The family of purged Chinese Communist Party leader Zhao Ziyang has said it wants to hold his funeral this weekend.
Zhao's family says the details are still not worked out
But his relatives and the government are reportedly still at odds over the details.
Zhao died last week, 15 years after he was put under house arrest for opposing the 1989 Tiananmen Square crackdown against pro-democracy protesters.
The government has played down news of his death for fear of sparking fresh reformist protests.
"As a family we think Saturday is OK," a daughter-in-law, Margaret Ren, told the French news agency AFP.
"It's a sort of mutual agreement... Now it's in discussion. We're hoping that it can be decided soon," she said.

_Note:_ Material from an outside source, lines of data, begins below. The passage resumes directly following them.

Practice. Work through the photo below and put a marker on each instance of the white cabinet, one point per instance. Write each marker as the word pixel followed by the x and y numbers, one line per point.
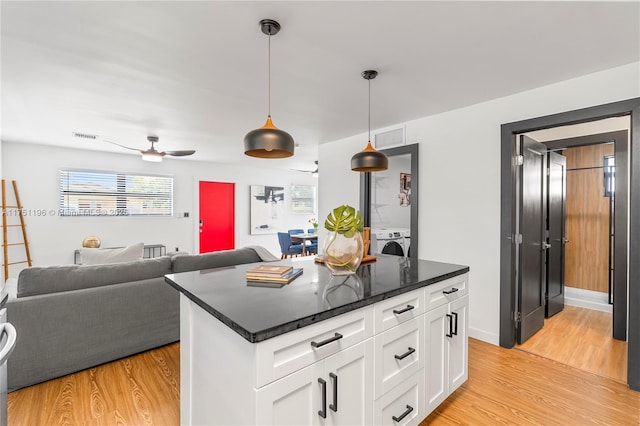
pixel 392 362
pixel 334 391
pixel 447 350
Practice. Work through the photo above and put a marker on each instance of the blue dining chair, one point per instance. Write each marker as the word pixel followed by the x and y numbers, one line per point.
pixel 296 231
pixel 288 249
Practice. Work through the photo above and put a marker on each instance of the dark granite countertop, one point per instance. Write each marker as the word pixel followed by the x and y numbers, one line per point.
pixel 259 313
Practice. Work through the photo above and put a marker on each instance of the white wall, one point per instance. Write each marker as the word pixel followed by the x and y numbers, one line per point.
pixel 53 239
pixel 460 177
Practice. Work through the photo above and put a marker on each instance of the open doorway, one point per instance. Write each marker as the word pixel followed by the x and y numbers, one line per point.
pixel 587 333
pixel 510 239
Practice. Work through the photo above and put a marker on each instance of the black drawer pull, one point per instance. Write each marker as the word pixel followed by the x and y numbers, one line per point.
pixel 337 336
pixel 402 311
pixel 455 327
pixel 334 406
pixel 323 412
pixel 403 415
pixel 450 334
pixel 406 354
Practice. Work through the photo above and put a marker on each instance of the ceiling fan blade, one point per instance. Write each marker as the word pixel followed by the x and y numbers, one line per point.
pixel 179 153
pixel 122 146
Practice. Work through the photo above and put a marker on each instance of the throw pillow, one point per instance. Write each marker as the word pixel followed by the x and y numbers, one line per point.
pixel 94 256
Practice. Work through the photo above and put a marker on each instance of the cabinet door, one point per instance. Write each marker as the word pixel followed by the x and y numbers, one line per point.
pixel 458 344
pixel 292 400
pixel 349 377
pixel 437 356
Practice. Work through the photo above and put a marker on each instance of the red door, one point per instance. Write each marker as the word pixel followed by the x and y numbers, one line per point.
pixel 217 228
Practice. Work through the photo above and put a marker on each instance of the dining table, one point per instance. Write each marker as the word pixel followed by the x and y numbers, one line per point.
pixel 303 238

Zhao's family and the Beijing leadership are reportedly in disagreement over the scale of the ceremony, and whether his remains should rest with other dead state leaders in Babaoshan Cemetery.
1989 TIANANMEN EVENTS
15 April: Reformist leader Hu Yaobang dies
22 April: Hu's memorial service. Thousands call for faster reforms
13 May: Students begin hunger strike as power struggle grips Communist Party
15 May: Soviet leader Mikhail Gorbachev visits China
19 May: Zhao makes tearful appeal to students in Tiananmen Square to leave
20 May: Martial law declared in Beijing
3-4 June: Security forces clear the square, killing hundreds
Zhao's family are under pressure not to release details of his funeral plans, having been told they were "state and Party secrets", Frank Lu, a Hong Kong-based activist said.
Government officials have confirmed that Zhao's funeral would reflect his membership of the Party, but have signalled that the ceremony would be far more low-key than the lavish events held in the past for top Communist Party officials.
But retired senior party members, including former National People's Congress chairmen Wan Li and Qiao Shi, have called on the Party to hold a ceremony commensurate with Zhao Ziyang's former positions, Di Sha, the wife of a former Party paper editor, told Hong Kong newspapers.
Zhao, who as Party chief oversaw China's bold economic reforms, was removed from power after he opposed using military force against the protesters.
He was never again seen in public after 19 May 1989, when he went to the square and made a tearful appeal for demonstrators to leave.